About Transcranial Magnetic Stimulation
Transcranial Magnetic Stimulation (TMS) is a treatment approved by the US Food and Drug Administration (FDA) for patients suffering from depression who have not achieved satisfactory improvement from prior antidepressant treatment.
- Is an outpatient procedure performed in a psychiatrist’s office
- Is non-invasive, meaning that it does not involve surgery
- Does not require any anesthesia or sedation; the patient remains awake and alert during the treatment
- Is focal and non-systemic, meaning it does not circulate in the bloodstream like medications
The typical initial treatment course consists of at least 5 treatments per week over a 4-6 week period for an average of 20-30 total treatments. Each treatment session lasts between 20 and 40 minutes.
How does TMS work?
Using an electromagnetic coil, TMS generates highly concentrated magnetic fields which turn on and off very rapidly.

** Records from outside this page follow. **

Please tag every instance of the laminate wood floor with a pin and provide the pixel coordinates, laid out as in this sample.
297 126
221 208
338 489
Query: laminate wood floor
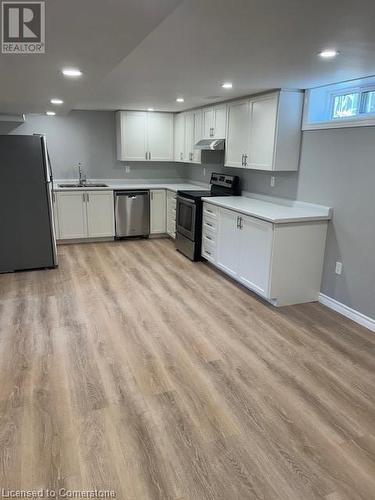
132 369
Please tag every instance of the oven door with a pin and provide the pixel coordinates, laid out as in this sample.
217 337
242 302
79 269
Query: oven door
185 217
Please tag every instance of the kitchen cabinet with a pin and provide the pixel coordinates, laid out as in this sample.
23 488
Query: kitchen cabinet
179 137
197 133
100 217
144 136
214 122
264 132
281 262
238 134
84 214
171 214
158 219
71 209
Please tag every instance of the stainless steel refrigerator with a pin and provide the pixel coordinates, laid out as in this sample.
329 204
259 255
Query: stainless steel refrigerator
27 235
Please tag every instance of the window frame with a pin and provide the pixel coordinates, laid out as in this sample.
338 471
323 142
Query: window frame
319 105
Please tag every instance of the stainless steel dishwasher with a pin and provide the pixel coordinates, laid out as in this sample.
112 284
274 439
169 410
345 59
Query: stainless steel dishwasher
132 213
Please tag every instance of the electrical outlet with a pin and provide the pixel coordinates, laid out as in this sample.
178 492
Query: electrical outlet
338 269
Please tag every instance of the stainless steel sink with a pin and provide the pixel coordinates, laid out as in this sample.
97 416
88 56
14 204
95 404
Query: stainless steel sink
82 186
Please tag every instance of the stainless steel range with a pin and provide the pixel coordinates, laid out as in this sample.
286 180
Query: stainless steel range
189 212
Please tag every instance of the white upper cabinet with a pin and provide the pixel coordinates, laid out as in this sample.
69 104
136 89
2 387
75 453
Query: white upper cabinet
179 137
189 137
238 134
158 215
264 132
131 135
197 118
263 113
144 136
160 136
214 122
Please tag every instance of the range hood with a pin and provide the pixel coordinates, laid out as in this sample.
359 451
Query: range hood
210 144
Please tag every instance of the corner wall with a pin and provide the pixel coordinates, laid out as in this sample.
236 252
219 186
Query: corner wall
337 169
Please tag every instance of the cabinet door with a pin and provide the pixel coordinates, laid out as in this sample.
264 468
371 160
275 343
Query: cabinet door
208 122
158 211
263 111
179 137
237 142
228 241
160 136
100 214
255 253
198 135
189 137
71 208
133 130
220 121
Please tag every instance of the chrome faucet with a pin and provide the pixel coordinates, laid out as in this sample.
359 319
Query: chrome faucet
81 174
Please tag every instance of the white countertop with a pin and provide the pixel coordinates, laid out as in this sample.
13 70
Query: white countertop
273 210
115 184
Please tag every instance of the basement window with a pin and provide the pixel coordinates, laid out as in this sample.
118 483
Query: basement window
346 104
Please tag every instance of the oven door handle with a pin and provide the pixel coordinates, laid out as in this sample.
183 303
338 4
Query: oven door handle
186 200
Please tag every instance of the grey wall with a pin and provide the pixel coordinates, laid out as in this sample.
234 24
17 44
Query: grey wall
89 137
337 169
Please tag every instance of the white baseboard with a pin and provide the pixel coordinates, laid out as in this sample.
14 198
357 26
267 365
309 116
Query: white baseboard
350 313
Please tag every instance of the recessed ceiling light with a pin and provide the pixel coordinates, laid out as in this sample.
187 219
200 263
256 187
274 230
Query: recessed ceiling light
328 53
72 72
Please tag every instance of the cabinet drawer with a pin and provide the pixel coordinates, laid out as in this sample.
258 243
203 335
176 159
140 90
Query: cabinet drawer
210 210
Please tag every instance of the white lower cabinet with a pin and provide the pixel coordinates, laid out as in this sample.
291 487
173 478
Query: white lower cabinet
171 214
71 210
100 218
281 262
158 219
84 214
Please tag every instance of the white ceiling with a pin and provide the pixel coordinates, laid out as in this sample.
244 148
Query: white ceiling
94 35
256 44
144 53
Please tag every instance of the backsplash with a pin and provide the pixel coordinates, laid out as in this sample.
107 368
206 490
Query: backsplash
286 183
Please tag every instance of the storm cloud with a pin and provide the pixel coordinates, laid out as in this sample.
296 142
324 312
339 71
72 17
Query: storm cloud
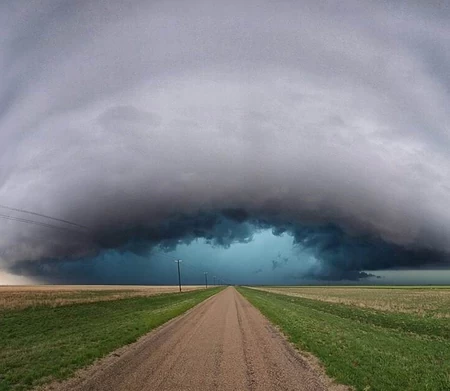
153 124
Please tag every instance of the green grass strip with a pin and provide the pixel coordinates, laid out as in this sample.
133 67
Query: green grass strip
41 344
369 350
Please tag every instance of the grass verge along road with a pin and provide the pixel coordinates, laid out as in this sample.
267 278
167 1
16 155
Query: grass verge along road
43 343
366 348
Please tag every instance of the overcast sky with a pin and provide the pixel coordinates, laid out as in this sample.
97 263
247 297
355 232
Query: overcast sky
144 121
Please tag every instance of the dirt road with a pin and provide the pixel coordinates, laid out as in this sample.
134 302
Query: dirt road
222 344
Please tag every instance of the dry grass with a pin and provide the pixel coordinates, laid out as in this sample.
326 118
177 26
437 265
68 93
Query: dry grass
18 297
421 301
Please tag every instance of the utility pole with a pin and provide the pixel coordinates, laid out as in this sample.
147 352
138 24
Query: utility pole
179 274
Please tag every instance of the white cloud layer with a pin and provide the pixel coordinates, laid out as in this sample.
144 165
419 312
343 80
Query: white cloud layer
120 112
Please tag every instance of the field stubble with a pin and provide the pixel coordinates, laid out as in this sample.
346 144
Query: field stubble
20 297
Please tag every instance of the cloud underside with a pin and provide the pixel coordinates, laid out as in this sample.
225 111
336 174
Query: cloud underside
158 123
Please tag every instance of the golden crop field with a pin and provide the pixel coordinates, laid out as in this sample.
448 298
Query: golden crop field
421 301
15 297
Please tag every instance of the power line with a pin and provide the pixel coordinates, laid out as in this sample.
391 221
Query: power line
39 223
42 215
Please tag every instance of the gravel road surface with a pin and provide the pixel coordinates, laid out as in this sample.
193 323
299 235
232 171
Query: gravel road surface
222 344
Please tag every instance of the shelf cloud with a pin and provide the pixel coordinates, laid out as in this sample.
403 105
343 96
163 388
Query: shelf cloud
150 124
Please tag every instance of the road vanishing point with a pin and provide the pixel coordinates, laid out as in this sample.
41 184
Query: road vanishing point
223 343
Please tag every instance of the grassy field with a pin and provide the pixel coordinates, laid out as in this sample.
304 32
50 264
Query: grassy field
14 297
43 342
372 339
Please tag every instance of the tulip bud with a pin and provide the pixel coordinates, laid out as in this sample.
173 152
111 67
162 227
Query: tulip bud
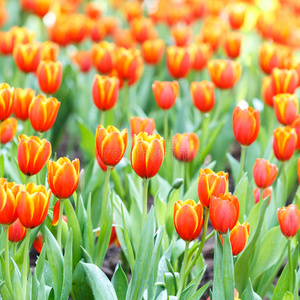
289 220
188 219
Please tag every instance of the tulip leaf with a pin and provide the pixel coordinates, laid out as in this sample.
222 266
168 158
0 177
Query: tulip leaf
99 283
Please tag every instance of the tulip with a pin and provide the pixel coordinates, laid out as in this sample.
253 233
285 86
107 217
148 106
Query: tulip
153 51
49 75
6 101
8 129
284 81
110 145
211 184
224 73
23 98
224 212
188 219
284 142
16 232
165 93
27 56
286 108
43 112
138 125
185 146
203 95
105 91
104 56
179 61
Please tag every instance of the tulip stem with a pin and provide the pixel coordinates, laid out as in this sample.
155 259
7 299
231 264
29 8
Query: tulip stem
145 199
7 273
242 162
183 267
25 263
60 220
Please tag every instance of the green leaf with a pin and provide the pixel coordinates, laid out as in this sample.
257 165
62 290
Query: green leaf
120 283
99 283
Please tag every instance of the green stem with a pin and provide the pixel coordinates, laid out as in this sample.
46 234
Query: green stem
7 273
25 263
60 220
183 273
242 162
145 199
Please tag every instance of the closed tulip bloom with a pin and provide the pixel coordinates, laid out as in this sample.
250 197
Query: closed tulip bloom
284 81
284 142
289 220
246 125
185 146
138 125
27 56
224 212
33 154
203 95
104 56
16 232
8 204
23 98
147 154
63 176
49 75
224 73
286 108
165 93
105 91
110 144
7 101
264 173
153 51
33 204
211 184
8 129
179 61
43 112
188 219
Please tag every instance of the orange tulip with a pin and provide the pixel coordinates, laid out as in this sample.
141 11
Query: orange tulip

These magnetic fields are the same type and strength as those produced by a magnetic resonance imaging (MRI) machine.
The treatment coil is applied to the head above the left prefrontal cortex. This part of the brain is involved with mood regulation, and therefore is the location where the magnetic fields are focused. These magnetic fields do not directly affect the whole brain; they only reach about 2-3 centimeters into the brain directly beneath the treatment coil. As these magnetic fields move into the brain, they produce very small electrical currents. These electrical currents activate cells within the brain which are thought to release neurotransmitters like serotonin, norepinephrine, and dopamine. Since depression is thought to be the result of an imbalance of these chemicals in the brain, TMS can restore that balance and, thus, relieve depression.